Table 3 shows the contents of the mineral nutrients in the seedling tissues harvested at six weeks after sowing, which were analyzed based on the dry weight of the shoot. The total N content was lowest in the control treatment (0 mg·L-1) at 2.36% and highest in the 1,000 mg·L-1 N treatment at 4.77%. The total N content in the plants linearly increased as the N fertilization levels increased (linear regression: p ≤ 0.01). Considering that the heaviest dry weight was 1.08 g/plant (Fig. 5) and that 90% of maximum growth is acceptable as Marschner (2012) reported, the optimum range of dry weight should be 0.97 to 1.19 g/plant and the optimum range of tissue N content should be 3.21 to 4.60%. The post-planting fertilizer concentrations should also be adjusted to maintain the total N content between 3.21 to 4.60%.

Fig. 4.

Table 2. Growth characteristics of ̒Dotaerang Dia ̓ tomatoes at six weeks after sowing as affected by the different amounts of N added as preplanting fertilizer in the peat moss:coir dust:perlite (3.5:3.5:3.0, v/v/v) medium. zMean separation within columns for each growth characteristicsb y Duncan's multiple range test p( ≤ 0.05). NS, *, **, *** Nonsignificant and significant at p ≤ 0.05, 0.01, and 0.001, respectively

The phosphorus (P) and Ca contents in the plants had no significant trend even though the N fertilization levels were elevated, though the numerical value of the Ca content decreased as the N fertilization levels were increased. However, the K and Mg contents significantly decreased as the N fertilization levels increased (K: linear with p ≤ 0.01; Mg: linear with p ≤ 0.05). This may be due to an antagonism between the NH4+ and the K+, Ca2+, and Mg2+ ions (Roosta et al., 2009).
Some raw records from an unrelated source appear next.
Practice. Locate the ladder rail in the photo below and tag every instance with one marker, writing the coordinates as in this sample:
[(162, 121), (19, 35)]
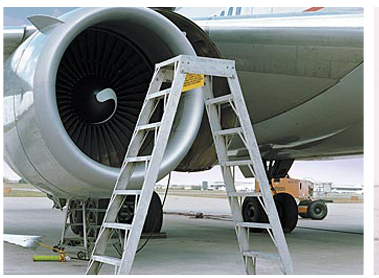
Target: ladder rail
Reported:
[(126, 172), (175, 70), (260, 172), (220, 143), (152, 173)]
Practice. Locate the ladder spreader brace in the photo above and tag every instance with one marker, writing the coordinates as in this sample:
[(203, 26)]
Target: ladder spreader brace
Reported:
[(175, 71)]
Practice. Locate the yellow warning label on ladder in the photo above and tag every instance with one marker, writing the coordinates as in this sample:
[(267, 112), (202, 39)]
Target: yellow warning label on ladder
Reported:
[(193, 81)]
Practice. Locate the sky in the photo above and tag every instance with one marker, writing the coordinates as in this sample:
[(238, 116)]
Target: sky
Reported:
[(340, 172)]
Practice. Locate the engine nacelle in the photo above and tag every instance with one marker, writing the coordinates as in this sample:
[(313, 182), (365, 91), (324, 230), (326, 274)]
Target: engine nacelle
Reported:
[(73, 92)]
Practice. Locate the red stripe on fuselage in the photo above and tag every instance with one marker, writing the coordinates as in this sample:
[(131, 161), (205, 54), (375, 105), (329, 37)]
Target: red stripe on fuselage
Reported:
[(314, 9)]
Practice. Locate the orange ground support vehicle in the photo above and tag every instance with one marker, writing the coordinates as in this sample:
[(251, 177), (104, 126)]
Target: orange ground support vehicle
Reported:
[(301, 190)]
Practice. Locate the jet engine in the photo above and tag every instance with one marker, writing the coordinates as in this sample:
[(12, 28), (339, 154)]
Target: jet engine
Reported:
[(73, 92)]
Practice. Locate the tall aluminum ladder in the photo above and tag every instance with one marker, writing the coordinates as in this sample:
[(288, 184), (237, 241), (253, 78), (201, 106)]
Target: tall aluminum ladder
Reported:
[(168, 71), (222, 139), (175, 70)]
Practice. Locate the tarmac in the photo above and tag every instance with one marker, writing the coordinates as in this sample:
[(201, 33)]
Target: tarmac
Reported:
[(195, 246)]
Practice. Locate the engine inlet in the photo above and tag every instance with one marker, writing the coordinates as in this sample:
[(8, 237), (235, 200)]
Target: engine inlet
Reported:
[(101, 84)]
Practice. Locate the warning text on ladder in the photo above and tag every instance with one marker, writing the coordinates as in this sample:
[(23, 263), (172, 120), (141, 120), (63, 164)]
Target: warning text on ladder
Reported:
[(193, 81)]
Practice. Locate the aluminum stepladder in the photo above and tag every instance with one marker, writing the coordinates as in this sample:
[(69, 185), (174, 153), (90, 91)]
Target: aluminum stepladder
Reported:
[(181, 65), (245, 133), (168, 71)]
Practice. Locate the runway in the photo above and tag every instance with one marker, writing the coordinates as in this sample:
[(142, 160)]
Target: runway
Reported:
[(196, 246)]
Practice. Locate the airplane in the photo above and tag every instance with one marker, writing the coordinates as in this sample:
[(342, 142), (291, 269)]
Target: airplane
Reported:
[(74, 86)]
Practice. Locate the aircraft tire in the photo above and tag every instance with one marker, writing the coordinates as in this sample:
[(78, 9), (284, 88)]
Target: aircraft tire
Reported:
[(154, 218), (252, 211), (317, 210), (287, 211), (304, 203)]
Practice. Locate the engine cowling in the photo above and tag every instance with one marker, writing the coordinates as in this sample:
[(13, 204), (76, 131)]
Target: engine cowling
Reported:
[(73, 94)]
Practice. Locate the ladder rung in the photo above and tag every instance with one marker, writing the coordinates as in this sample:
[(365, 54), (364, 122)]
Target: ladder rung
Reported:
[(254, 225), (245, 194), (118, 226), (237, 163), (219, 100), (127, 192), (107, 260), (229, 131), (138, 158), (148, 126), (159, 94), (262, 255)]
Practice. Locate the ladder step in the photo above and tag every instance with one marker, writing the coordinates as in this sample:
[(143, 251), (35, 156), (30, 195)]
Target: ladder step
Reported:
[(148, 126), (229, 131), (118, 226), (237, 163), (127, 192), (254, 225), (262, 255), (245, 194), (138, 158), (219, 100), (159, 94), (107, 260)]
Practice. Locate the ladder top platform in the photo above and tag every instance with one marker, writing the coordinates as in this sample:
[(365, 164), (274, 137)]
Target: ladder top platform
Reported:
[(201, 65)]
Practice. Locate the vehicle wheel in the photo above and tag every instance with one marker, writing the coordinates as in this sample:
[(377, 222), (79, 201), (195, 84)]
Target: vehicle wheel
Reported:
[(81, 255), (154, 219), (317, 210), (304, 203), (287, 211), (252, 211)]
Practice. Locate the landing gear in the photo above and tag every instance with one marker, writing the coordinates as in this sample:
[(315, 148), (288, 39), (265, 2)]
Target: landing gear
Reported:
[(317, 210), (287, 210), (252, 211), (153, 223), (303, 208)]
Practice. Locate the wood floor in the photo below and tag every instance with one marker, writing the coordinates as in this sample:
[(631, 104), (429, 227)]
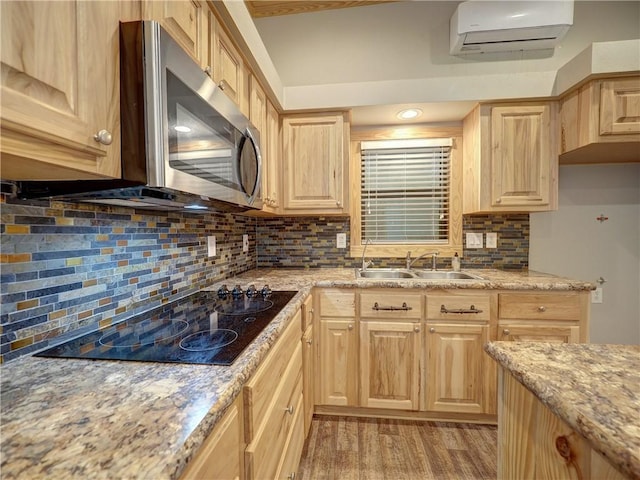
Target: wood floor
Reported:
[(348, 448)]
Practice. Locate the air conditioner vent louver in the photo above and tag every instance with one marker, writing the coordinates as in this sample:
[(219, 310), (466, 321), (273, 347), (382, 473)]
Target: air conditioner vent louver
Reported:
[(497, 26)]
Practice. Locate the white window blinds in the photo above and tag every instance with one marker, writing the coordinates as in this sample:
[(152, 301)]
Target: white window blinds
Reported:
[(405, 191)]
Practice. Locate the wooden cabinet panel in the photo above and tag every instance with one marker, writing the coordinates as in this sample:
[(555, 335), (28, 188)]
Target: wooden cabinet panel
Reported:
[(60, 87), (460, 377), (338, 363), (452, 307), (315, 154), (185, 21), (391, 305), (510, 158), (261, 388), (308, 369), (540, 306), (337, 303), (538, 333), (620, 107), (221, 454), (390, 365)]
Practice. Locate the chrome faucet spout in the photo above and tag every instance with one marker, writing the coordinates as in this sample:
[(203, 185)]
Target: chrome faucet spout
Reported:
[(434, 259)]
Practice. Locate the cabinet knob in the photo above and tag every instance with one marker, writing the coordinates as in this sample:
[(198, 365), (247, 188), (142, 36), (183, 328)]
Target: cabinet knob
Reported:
[(103, 137)]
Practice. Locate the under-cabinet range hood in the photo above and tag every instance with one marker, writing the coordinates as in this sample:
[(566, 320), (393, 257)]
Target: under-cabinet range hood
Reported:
[(185, 144)]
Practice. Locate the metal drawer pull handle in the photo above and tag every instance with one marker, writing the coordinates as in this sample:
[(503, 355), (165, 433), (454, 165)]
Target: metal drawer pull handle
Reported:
[(471, 309), (403, 307)]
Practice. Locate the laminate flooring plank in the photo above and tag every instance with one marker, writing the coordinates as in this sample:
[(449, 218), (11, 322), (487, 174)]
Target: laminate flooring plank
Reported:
[(350, 448)]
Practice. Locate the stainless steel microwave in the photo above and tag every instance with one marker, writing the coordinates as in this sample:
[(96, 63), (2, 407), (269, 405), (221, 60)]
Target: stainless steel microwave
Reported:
[(185, 144)]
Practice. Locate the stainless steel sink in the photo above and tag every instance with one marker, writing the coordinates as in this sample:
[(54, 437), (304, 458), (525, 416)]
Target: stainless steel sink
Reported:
[(440, 275), (384, 273), (399, 273)]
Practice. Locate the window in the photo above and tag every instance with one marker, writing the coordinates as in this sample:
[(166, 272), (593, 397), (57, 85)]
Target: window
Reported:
[(404, 188), (408, 197)]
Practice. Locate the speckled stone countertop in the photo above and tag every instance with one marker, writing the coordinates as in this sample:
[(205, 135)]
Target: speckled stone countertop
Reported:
[(594, 388), (68, 418)]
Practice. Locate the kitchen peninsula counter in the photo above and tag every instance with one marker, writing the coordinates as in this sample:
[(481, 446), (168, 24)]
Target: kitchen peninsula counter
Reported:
[(70, 418), (594, 389)]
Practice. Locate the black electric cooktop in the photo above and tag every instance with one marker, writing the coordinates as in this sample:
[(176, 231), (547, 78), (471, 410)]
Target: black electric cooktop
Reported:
[(210, 328)]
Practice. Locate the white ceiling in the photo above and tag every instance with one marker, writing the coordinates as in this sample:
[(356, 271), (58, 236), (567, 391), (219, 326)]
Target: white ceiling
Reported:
[(379, 58)]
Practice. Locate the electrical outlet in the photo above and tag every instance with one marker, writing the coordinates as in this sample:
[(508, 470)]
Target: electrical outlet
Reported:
[(211, 246), (474, 240), (596, 295), (491, 240)]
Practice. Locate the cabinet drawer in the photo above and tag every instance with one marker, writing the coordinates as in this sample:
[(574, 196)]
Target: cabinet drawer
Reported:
[(539, 306), (261, 388), (264, 454), (393, 306), (458, 307), (337, 303)]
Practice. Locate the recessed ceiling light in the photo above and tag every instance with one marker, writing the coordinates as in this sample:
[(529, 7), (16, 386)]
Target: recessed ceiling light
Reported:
[(409, 114)]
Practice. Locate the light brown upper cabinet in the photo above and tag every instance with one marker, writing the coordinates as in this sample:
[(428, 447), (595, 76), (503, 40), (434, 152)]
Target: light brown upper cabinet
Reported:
[(510, 158), (315, 163), (185, 21), (60, 89), (226, 66), (600, 122)]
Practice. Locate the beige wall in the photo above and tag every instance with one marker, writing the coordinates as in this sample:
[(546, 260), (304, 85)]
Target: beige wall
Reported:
[(573, 243)]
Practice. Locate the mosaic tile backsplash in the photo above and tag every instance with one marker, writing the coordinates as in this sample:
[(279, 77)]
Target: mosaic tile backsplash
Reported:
[(66, 268), (294, 242), (69, 266)]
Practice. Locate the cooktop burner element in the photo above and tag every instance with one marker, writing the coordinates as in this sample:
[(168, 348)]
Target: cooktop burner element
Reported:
[(204, 328)]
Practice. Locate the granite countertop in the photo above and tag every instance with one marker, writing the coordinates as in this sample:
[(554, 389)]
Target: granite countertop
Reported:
[(594, 388), (70, 418)]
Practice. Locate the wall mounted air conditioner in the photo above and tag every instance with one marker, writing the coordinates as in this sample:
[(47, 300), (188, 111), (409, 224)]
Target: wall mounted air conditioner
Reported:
[(500, 26)]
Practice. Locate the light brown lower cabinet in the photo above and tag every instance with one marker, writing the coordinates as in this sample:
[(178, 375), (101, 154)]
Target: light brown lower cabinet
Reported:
[(460, 376), (221, 455), (534, 443)]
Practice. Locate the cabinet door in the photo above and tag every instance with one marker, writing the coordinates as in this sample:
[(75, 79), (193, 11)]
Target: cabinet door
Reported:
[(271, 154), (389, 365), (522, 153), (539, 333), (338, 363), (620, 106), (314, 172), (184, 21), (221, 454), (308, 369), (459, 375), (60, 87)]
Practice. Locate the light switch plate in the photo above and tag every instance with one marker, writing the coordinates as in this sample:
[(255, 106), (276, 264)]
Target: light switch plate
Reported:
[(211, 246), (474, 240), (491, 240)]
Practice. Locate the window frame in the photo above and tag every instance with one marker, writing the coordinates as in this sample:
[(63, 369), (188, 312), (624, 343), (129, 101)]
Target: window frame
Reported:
[(455, 193)]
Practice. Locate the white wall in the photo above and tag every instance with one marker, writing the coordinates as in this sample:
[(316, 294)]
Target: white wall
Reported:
[(571, 242)]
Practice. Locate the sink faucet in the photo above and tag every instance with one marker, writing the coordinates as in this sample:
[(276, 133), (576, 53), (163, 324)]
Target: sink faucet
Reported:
[(366, 264), (434, 258)]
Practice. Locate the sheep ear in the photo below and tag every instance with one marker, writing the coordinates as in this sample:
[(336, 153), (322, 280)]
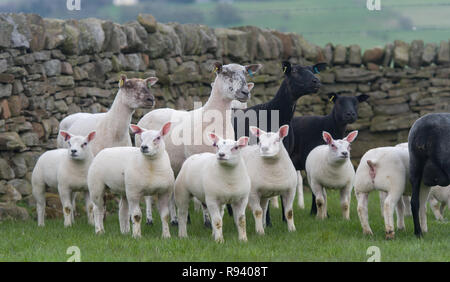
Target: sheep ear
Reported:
[(351, 136), (65, 135), (332, 97), (151, 81), (91, 136), (254, 68), (122, 80), (242, 142), (283, 131), (217, 67), (165, 129), (286, 67), (317, 68), (136, 129), (256, 131), (327, 137), (214, 138), (363, 97)]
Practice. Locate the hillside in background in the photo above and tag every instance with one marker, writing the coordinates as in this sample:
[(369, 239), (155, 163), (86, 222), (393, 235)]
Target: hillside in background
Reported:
[(340, 22)]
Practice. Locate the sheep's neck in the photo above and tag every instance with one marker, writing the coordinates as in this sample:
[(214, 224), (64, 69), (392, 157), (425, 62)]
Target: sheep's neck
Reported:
[(285, 102), (119, 116)]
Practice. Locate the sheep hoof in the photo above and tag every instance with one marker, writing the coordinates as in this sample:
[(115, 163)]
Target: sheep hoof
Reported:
[(390, 235), (207, 224)]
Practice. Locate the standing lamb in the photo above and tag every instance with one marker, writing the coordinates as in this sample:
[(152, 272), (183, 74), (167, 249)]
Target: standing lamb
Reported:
[(188, 133), (439, 198), (307, 133), (272, 173), (429, 160), (215, 180), (385, 169), (330, 166), (133, 173), (298, 81), (65, 170), (113, 125)]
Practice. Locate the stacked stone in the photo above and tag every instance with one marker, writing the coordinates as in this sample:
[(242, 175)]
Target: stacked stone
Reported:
[(51, 68)]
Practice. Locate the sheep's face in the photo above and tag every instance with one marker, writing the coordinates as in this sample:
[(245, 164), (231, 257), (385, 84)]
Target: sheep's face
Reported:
[(137, 92), (152, 140), (227, 150), (301, 79), (346, 108), (78, 145), (231, 80), (270, 143), (339, 150)]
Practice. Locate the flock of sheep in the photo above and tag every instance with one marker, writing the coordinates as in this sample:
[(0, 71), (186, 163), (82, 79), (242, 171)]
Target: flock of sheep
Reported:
[(205, 155)]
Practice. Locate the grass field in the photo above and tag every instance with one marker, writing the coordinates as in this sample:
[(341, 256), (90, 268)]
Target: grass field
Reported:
[(331, 240)]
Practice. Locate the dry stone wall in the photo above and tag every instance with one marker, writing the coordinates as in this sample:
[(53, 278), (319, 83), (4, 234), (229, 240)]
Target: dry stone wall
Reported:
[(50, 68)]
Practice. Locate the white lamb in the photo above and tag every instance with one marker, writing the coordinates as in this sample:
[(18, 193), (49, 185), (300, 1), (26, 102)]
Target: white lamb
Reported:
[(330, 166), (439, 198), (64, 170), (189, 130), (133, 173), (272, 173), (386, 169), (113, 125), (216, 180)]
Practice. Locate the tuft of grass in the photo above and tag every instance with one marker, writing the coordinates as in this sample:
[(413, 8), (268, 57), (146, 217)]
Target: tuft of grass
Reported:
[(333, 239)]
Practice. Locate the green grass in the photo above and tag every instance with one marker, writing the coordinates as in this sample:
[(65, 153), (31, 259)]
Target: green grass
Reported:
[(331, 240)]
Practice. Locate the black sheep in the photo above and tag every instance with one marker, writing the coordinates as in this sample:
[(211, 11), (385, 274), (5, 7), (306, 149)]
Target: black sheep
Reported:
[(429, 159)]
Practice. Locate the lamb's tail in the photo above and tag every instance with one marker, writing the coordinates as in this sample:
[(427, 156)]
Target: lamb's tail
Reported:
[(372, 169)]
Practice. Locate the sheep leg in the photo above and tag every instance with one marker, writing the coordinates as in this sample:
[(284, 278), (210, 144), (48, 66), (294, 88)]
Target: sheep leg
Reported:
[(136, 215), (383, 196), (288, 202), (363, 212), (389, 203), (400, 214), (214, 211), (424, 192), (173, 211), (239, 218), (148, 210), (300, 198), (255, 206), (434, 205), (89, 208), (345, 201), (124, 215), (66, 201), (163, 208), (39, 195)]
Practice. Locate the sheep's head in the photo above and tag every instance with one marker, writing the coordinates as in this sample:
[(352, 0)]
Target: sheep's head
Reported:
[(270, 143), (231, 80), (152, 140), (346, 108), (78, 145), (227, 150), (137, 92), (339, 149), (301, 79)]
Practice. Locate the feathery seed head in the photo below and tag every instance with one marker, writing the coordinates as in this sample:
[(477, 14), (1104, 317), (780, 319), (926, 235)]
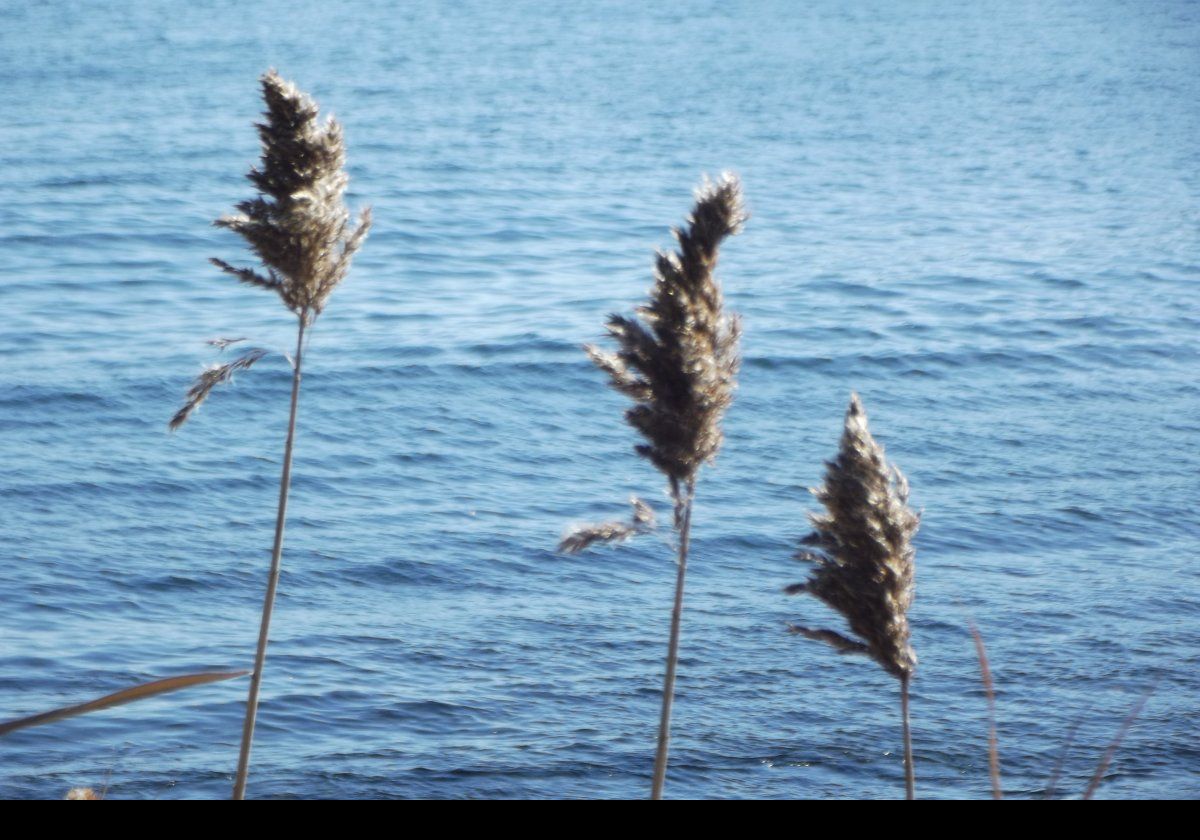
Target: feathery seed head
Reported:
[(641, 522), (678, 360), (298, 225), (862, 550)]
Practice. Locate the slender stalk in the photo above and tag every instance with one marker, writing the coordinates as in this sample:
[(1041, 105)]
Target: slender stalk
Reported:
[(993, 742), (660, 757), (910, 780), (256, 679)]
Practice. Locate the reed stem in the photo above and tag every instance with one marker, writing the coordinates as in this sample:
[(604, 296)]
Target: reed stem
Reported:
[(660, 757), (273, 581), (910, 779)]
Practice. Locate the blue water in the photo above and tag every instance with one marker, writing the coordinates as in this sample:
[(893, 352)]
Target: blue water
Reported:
[(982, 217)]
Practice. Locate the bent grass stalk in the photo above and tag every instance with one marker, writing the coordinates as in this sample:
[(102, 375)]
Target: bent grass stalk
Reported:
[(299, 228), (131, 695), (678, 361), (864, 562)]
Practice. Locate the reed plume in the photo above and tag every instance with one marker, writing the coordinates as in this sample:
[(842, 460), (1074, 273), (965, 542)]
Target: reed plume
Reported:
[(299, 228), (678, 361), (642, 521), (863, 559)]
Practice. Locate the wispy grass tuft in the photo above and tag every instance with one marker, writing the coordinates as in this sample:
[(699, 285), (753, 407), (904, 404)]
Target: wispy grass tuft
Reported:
[(678, 361), (583, 537), (300, 229), (863, 561)]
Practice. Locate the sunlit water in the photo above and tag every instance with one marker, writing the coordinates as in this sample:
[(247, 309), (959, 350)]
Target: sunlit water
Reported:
[(983, 219)]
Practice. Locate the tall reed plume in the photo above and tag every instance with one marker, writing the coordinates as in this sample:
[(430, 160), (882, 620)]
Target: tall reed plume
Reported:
[(863, 559), (678, 363), (300, 229)]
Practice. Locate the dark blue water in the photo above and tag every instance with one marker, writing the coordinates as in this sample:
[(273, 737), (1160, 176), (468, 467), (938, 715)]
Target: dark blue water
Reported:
[(983, 219)]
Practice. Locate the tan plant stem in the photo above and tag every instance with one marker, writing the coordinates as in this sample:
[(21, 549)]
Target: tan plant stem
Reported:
[(910, 779), (660, 757), (256, 679)]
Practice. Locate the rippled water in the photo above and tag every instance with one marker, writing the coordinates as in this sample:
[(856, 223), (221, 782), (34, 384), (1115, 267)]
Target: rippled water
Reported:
[(982, 219)]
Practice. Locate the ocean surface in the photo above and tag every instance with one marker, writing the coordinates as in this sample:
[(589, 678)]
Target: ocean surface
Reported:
[(982, 217)]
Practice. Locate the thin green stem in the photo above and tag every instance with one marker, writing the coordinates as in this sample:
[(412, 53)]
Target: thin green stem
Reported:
[(910, 779), (660, 757), (273, 581)]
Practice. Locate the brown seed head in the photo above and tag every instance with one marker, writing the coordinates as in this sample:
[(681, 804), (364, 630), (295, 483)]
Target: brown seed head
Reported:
[(679, 360), (298, 225), (862, 550)]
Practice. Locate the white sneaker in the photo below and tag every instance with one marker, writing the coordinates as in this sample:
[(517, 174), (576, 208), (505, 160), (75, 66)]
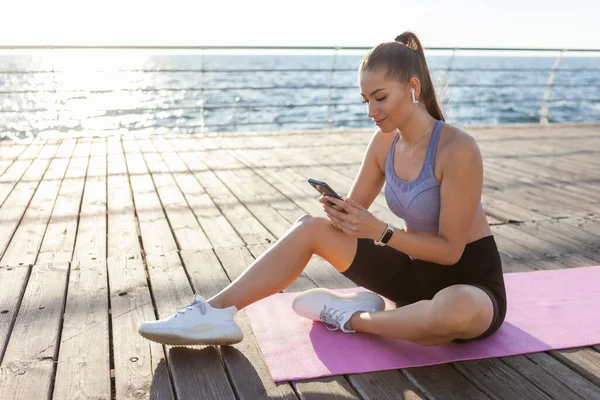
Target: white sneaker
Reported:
[(196, 324), (335, 309)]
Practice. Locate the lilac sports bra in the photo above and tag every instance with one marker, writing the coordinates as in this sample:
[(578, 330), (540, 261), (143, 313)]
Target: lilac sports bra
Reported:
[(416, 202)]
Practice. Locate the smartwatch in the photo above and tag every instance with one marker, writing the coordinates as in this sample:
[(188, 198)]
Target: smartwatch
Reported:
[(387, 235)]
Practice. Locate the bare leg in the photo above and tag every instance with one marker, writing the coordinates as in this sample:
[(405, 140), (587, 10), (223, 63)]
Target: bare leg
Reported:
[(459, 311), (279, 266)]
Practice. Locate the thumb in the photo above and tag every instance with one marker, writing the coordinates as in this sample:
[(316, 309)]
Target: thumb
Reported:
[(353, 203)]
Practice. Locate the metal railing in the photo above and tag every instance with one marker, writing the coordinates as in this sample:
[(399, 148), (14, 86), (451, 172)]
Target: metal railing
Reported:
[(200, 91)]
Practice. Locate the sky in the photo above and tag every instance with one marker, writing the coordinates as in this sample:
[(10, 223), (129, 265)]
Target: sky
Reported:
[(438, 23)]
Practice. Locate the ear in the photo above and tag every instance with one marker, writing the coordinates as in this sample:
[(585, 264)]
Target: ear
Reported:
[(415, 83)]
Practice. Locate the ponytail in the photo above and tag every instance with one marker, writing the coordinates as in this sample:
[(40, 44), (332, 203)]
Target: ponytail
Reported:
[(404, 58)]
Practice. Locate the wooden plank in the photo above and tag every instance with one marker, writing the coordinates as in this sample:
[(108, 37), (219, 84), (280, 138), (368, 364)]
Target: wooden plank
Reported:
[(252, 378), (245, 224), (14, 173), (383, 385), (196, 373), (326, 270), (558, 380), (523, 382), (218, 230), (186, 229), (17, 202), (27, 240), (140, 365), (585, 361), (152, 221), (59, 241), (13, 281), (84, 371), (10, 151), (28, 364), (442, 382), (499, 381)]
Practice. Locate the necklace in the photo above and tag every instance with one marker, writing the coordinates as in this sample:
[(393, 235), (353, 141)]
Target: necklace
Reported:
[(417, 141)]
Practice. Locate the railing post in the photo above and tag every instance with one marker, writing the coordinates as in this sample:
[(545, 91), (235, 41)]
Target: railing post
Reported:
[(202, 121), (331, 77), (545, 107)]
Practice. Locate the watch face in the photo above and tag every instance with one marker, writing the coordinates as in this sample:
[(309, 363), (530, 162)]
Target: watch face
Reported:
[(387, 236)]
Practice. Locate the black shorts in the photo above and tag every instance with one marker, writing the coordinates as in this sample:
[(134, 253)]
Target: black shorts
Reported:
[(405, 280)]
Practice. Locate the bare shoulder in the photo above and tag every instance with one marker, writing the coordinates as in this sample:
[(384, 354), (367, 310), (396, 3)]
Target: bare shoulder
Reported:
[(455, 142), (380, 146), (457, 146)]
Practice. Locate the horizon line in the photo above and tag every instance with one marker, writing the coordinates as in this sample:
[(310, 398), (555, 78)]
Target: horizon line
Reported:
[(257, 47)]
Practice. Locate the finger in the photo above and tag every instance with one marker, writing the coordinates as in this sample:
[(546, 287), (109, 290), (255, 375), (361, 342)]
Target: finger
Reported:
[(342, 205), (353, 203), (336, 212)]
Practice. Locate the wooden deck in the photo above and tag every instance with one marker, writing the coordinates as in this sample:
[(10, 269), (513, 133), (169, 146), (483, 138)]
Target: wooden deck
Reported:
[(97, 235)]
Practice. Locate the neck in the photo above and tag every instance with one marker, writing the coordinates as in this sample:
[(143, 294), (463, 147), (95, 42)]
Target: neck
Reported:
[(414, 126)]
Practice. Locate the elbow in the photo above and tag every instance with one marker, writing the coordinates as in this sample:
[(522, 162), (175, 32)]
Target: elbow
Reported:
[(453, 257)]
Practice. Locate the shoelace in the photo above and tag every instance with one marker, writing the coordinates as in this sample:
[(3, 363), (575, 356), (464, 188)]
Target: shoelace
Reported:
[(198, 302), (332, 318)]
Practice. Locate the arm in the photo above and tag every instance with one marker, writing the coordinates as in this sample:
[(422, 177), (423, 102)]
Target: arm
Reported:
[(370, 178), (460, 193)]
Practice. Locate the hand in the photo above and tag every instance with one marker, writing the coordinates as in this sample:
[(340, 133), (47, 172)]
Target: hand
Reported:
[(355, 221)]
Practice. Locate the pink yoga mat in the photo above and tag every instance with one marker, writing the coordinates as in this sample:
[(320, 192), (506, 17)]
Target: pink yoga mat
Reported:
[(547, 310)]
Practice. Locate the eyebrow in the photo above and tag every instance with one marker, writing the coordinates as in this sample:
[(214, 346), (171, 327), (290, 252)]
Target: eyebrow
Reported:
[(374, 91)]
Table 3. Mineral nutrient contents of ‛Dotaerang Dia’ tomatoes based on full above ground tissue at six weeks after sowing as affected by the different amounts of N added as pre-planting fertilizer in the peat moss:coir dust:perlite (3.5:3.5:3.0, v/v/v) medium. zT-N, total nitrogen. NS, *, **, *** Nonsignificant and significant at p ≤ 0.05 and 0.01, respectively.

Fig. 5.

Fig. 6.

In summary, the growth of the seedlings at six weeks after sowing was excellent in the 500 mg·L^-1 N treatment. Because adjusting the fertilization level to promote growth to over 90% of the maximum growth is appropriate for lowering production costs and preventing damage due to excessive salts, the N concentration added as pre-planting fertilizers for the growing of tomato plug seedlings should be adjusted to lower than 500 mg·L^-1 N. The N concentration in post-planting fertilizers should also be controlled to maintain the tissue N contents at 3.21 to 4.60%.